TEHRAN, Iran — Iran’s cyber monitors often tout their fight against the West’s “soft war” of influence through the Web, but trying to block Google’s popular Gmail appeared to be a swipe too far.
Complaints piled up — even from e-mail-starved parliament members — and forced authorities Sunday to double down on their promises to create a parallel Web universe with Iran as its center.
The strong backlash and the unspecific pledges for an Iran-centric Internet alternative to the Silicon Valley powers and others highlight the two sides of the Islamic Republic’s ongoing battles with the Web.
It has spurred another technological mobilization that fits neatly into Iran’s self-crafted image as the Muslim world’s showcase for science, including sending satellites into orbit, claiming advances in cloning and stem-cell research and facing down the West over its nuclear program.

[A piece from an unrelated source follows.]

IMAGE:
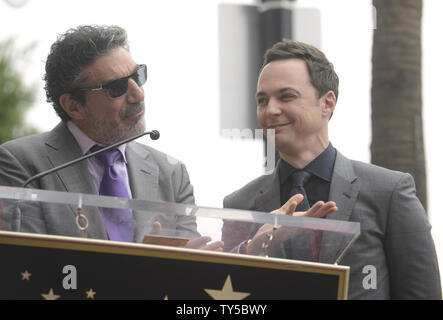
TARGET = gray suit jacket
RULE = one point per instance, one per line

But there also are the hard realities of trying to reinvent the Web. Iran’s highly educated and widely tech-savvy population is unlikely to warm quickly to potential clunky homegrown browsers or e-mail services. And then there’s the potential political and economic fallout of trying to close the tap on familiar sites such as Gmail.
“Some problems have emerged through the blocking of Gmail,” Hussein Garrousi, a member of a parliamentary committee on industry, was quoted Sunday by the independent Aftab-e Yazd daily. What he apparently meant was that many lawmakers were angry and missing their e-mails.
He said that parliament would summon the minister of telecommunications for questioning if the ministry did not lift the Gmail ban, which was imposed last week in response to clips on Google-owned YouTube of a film mocking the Prophet Muhammad that set off deadly protests across the Islamic world.
Even many newspapers close to the government complained over the e-mail disruptions. On Saturday, the Asr-e Ertebat weekly reported that Iranians had paid a total of $4.5 million to purchase proxy services to reach blocked sites, including Facebook and YouTube, over the past month.
Iranian authorities, perhaps recognizing the risks at hand, decided against taking a symbolic twin shot at Google and cut access to the Web browser in a country with 32 million Internet users among a population of 75 million, according to official statistics.
That would rank Iran among the world’s top 20 in terms of sheer numbers of online users, and equivalent to some European countries in per capita Web use at more than 40 percent, according to the private monitoring group Internet World Stats. The World Bank, however, puts Iran’s Internet link rate at 21 percent last year.
The U.S. is among the world’s highest at more than 75 percent.
Iran’s deputy telecoms minister, Ali Hakim Javadi, told reporters Iranian authorities were considering lifting the Gmail ban. But he also used the opportunity to again promise development of Iran’s domestic alternatives: the Fakhr (“Pride”) search engine and the Fajr (“Dawn”) e-mail, Aftab-e Yazd reported.
When reporters noted the quality of Gmail services, Javadi said, “If there is Mercedes Benz on the street, that doesn’t mean everyone drives a Mercedes.”